In fact, Sopo gives the current debate around French universalism and U.S.-style statistics short shrift.
“There’s tons of studies that shows the extent of ethnic profiling in police checks,” said Sopo. “Statistics aren’t a magical solution… the problem is the political response,” he said.
Far-right factor
One shadow looms large over the debate on France’s imperfect “color-blind” republicanism: the rise of French anti-immigration parties such as the hard-right National Rally and the more extreme Reconquest party led by Eric Zemmour.

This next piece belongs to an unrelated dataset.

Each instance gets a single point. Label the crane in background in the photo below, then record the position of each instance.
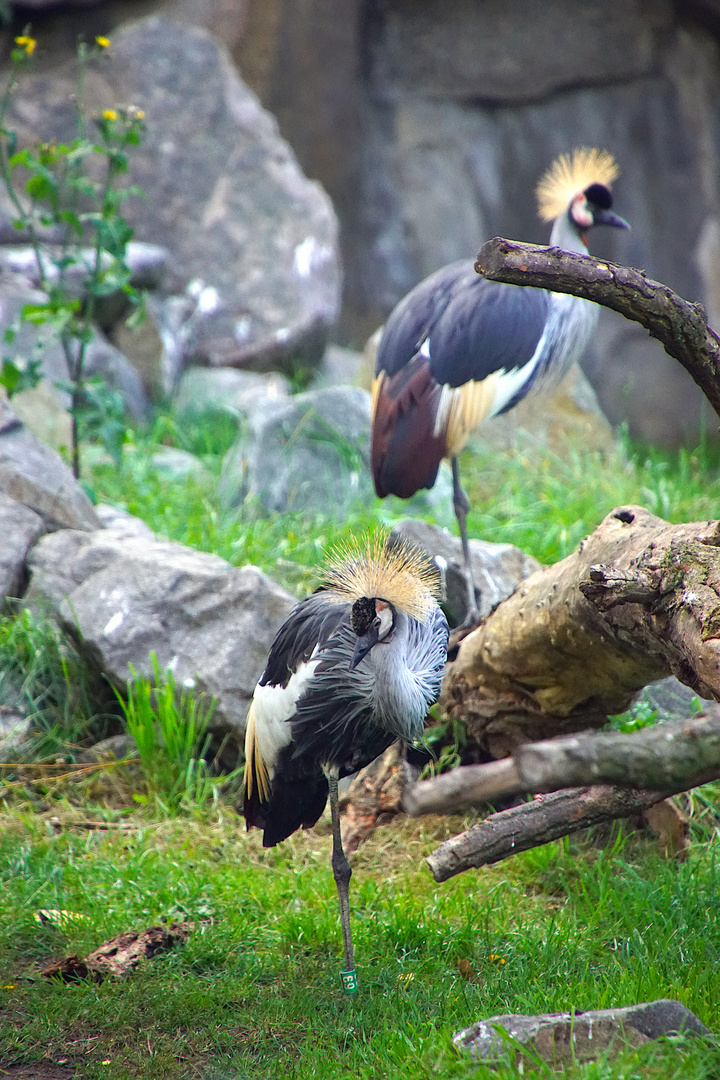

While neither is calling to ditch French colorblindness, both are avid users of demographic data to make their case that criminality is linked to immigration. The fear is that anti-immigrant parties would weaponize even more data to say migrants are overwhelming France.
France welcomed “hundreds of thousands of immigrants… too many immigrants, in conditions of saturation, which led to security tensions in many neighborhoods,” Le Pen’s righthand man Jordan Bardella said this week.
Former presidential candidate Zemmour goes further in arguing that French diversity is a sign of what he calls “creolization,” or blending of different cultures, that harks the decline of French civilization.
In contrast, mainstream parties have struggled to offer any answers to calls to tackle allegations of racism in the police and pleas to improve security in poorer neighborhoods. While Macron’s tough-talking on the rioters and promises to find “solutions” for the banlieues have appeared indecisive, the left has been split over the reluctance of some hard-left politicians to call for calm.
“In the current political climate” says Sopo, more demographic data on race and ethnicity, “would benefit the far right and be totally counter-productive.”
In the meantime, France will continue to tiptoe round issues of race and ethnicity.
Paul de Villepin et Giorgio Leali contributed reporting.